Boy..you guys sure know how to make a chic feel guilty. But you all were sooo right. After reading your responses I had a change of heart. I went to the party and I had a blast! I'm glad I went and I have you ladies to thank for it. I put on a wig, lol. My head was hot as H E double hockey sticks. LOL! And I dressed up a pair of skinny jeans with heels, cute top and some accessories with a matching bag. I didnt tweeze my brows because I dont know how and if you mess up your brows, you basically mess up your whole entire face. lol. Thanks Ladies!

Featured Answers

J.W.

answers from St. Louis on

I don't get it, you had a month, you wait till now? I am more than able to make myself presentable with what I have in the house. Maybe not runway perfect but more than acceptable.

Do you have a disorder that you do not enjoy crowds or something but this just doesn't make sense?

4 moms found this helpful

More Answers

C.O.

answers from Washington DC on

Girl - you need to go! You have known about this for one month - therefore you SHOULD have budgeted the salon and everything else...you accepted. The host IS expecting you and planned her food on YOUR being there.

Pull your hair back in a tight bun (look at what Fergie did to her hair for Clinton's birthday party).

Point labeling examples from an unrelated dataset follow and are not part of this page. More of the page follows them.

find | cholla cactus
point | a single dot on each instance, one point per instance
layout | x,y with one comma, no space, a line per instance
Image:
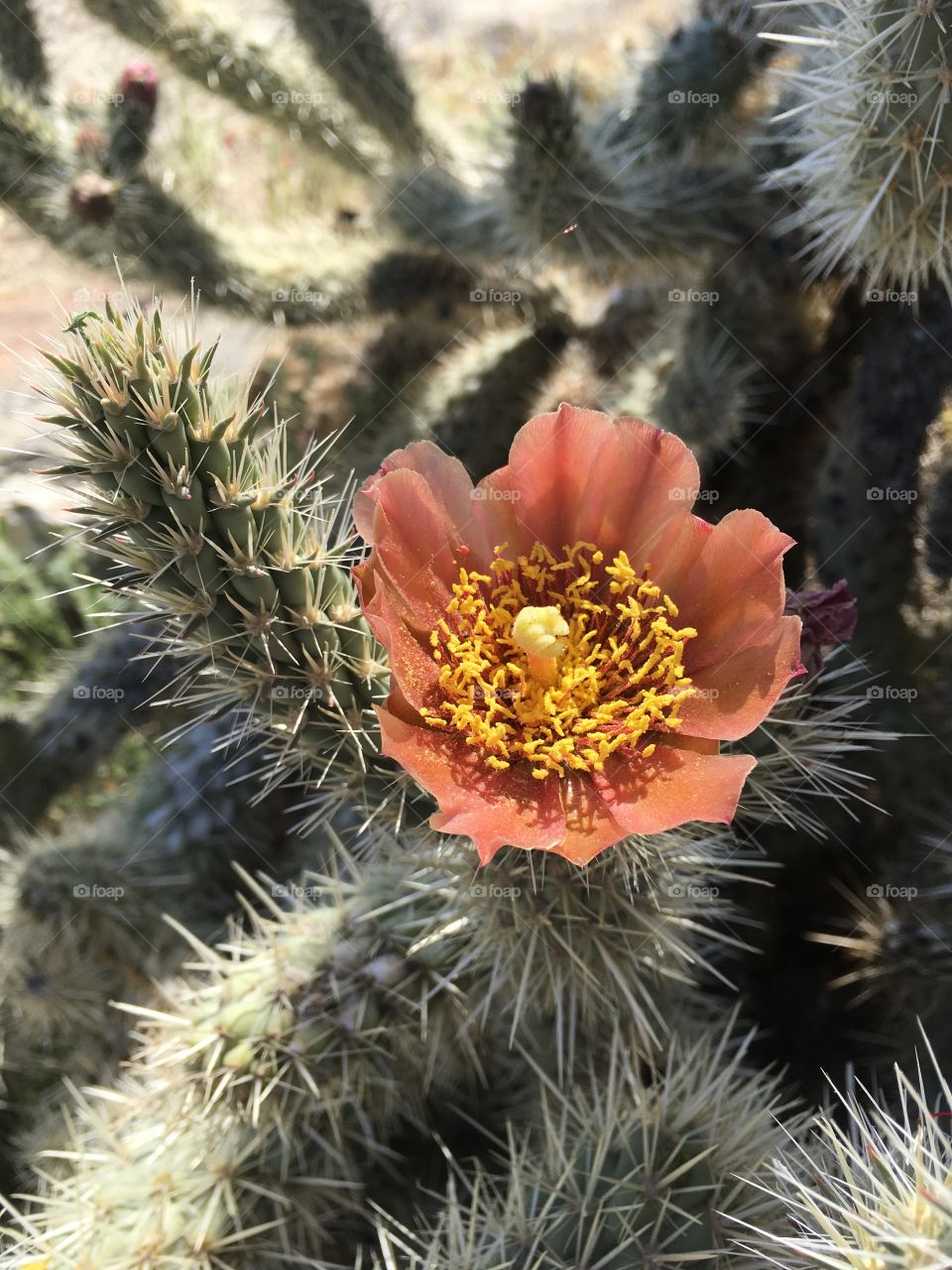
241,550
874,155
621,1173
347,39
871,1194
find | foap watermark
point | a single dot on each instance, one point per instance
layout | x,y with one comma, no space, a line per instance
692,494
889,693
290,890
495,96
494,296
89,298
293,296
692,296
94,96
688,96
488,693
484,494
890,494
96,693
296,693
892,298
293,96
888,96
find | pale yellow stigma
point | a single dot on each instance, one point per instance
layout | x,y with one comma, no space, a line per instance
539,631
540,634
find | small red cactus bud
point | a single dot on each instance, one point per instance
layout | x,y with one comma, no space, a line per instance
93,197
140,84
89,141
828,619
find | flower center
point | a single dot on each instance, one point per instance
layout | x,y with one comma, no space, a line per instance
558,662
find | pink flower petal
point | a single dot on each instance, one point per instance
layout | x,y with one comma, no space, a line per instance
495,810
578,475
746,651
674,786
451,486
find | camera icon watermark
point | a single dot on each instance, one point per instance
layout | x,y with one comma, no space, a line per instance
687,96
293,96
293,296
692,296
490,494
887,96
486,890
892,298
693,494
289,890
889,494
889,693
96,693
94,96
93,890
296,693
495,96
494,296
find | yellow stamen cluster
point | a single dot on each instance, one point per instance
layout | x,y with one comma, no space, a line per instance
558,662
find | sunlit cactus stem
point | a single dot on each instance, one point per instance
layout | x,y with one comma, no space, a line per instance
348,41
874,144
238,547
22,53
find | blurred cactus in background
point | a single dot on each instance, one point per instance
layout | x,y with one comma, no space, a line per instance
259,1003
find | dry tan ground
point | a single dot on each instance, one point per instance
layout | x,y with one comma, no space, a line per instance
448,46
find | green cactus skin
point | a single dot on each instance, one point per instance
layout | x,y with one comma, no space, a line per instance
874,145
565,194
131,118
139,222
481,393
22,54
240,550
49,749
257,80
685,94
870,1188
81,915
304,1044
626,1171
867,490
281,1069
347,40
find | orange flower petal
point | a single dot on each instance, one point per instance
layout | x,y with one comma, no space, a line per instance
746,651
578,475
451,486
671,788
413,667
495,810
414,543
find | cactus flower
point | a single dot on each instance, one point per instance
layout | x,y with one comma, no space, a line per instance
569,644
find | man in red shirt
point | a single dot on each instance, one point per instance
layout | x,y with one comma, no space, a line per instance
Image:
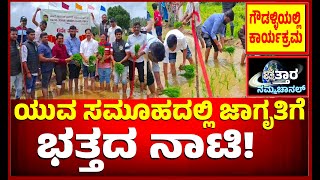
157,21
59,51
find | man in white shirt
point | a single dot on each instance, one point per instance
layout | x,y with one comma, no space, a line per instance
88,47
188,15
112,29
175,41
137,38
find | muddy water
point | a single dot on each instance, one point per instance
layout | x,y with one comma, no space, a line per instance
84,94
227,77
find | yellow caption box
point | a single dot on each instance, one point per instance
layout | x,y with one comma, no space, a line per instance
276,28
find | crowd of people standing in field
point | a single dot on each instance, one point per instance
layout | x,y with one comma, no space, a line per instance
37,58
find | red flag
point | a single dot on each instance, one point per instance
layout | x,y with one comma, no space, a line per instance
65,6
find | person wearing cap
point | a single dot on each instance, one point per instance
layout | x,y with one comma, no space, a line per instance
137,38
73,47
121,54
226,6
213,26
104,25
175,41
111,30
22,30
155,51
30,62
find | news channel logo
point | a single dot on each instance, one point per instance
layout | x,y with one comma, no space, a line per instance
277,79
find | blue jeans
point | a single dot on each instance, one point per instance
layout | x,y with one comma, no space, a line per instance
104,74
17,82
31,83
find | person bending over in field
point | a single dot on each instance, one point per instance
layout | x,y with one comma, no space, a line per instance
213,26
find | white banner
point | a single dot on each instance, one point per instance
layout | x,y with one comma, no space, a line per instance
60,21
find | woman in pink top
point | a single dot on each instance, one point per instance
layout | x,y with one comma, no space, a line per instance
104,63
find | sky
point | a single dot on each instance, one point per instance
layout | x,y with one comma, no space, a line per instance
18,9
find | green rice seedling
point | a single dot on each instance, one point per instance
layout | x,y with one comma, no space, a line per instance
189,73
172,91
136,48
92,66
177,25
233,70
101,50
229,49
77,59
119,68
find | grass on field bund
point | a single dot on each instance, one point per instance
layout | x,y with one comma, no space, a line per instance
209,8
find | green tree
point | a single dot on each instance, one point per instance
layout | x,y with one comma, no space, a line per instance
143,21
121,15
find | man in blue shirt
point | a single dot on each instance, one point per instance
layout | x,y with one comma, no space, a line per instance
214,25
47,63
73,47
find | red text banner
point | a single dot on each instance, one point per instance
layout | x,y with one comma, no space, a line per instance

If you don't like that - try a hat or a wig.
Get a pair of tweezers and start plucking.

You don't have to buy a new dress for a party - that's an excuse - if you didn't want to go - you should NOT have accepted the invitation. What you are doing is using lame excuses for not going to a party. To be honest, you sound like a prima-donna, high maintenance W..

You have stated that HE does NOT care what you wear. So get your butt to your closet and start looking through it. I'm SURE you have a ton of clothes and will find something in there.

The next thing you need to do is adjust your attitude. You lied to your man - pretending to be sick when you are not is LYING. Sorry - but you are an adult now and need to stop thinking that everything must be perfect. Life isn't perfect. Take chances. Stop making excuses. Get your butt in gear and GO - with a smile on your face and not a concern in the world.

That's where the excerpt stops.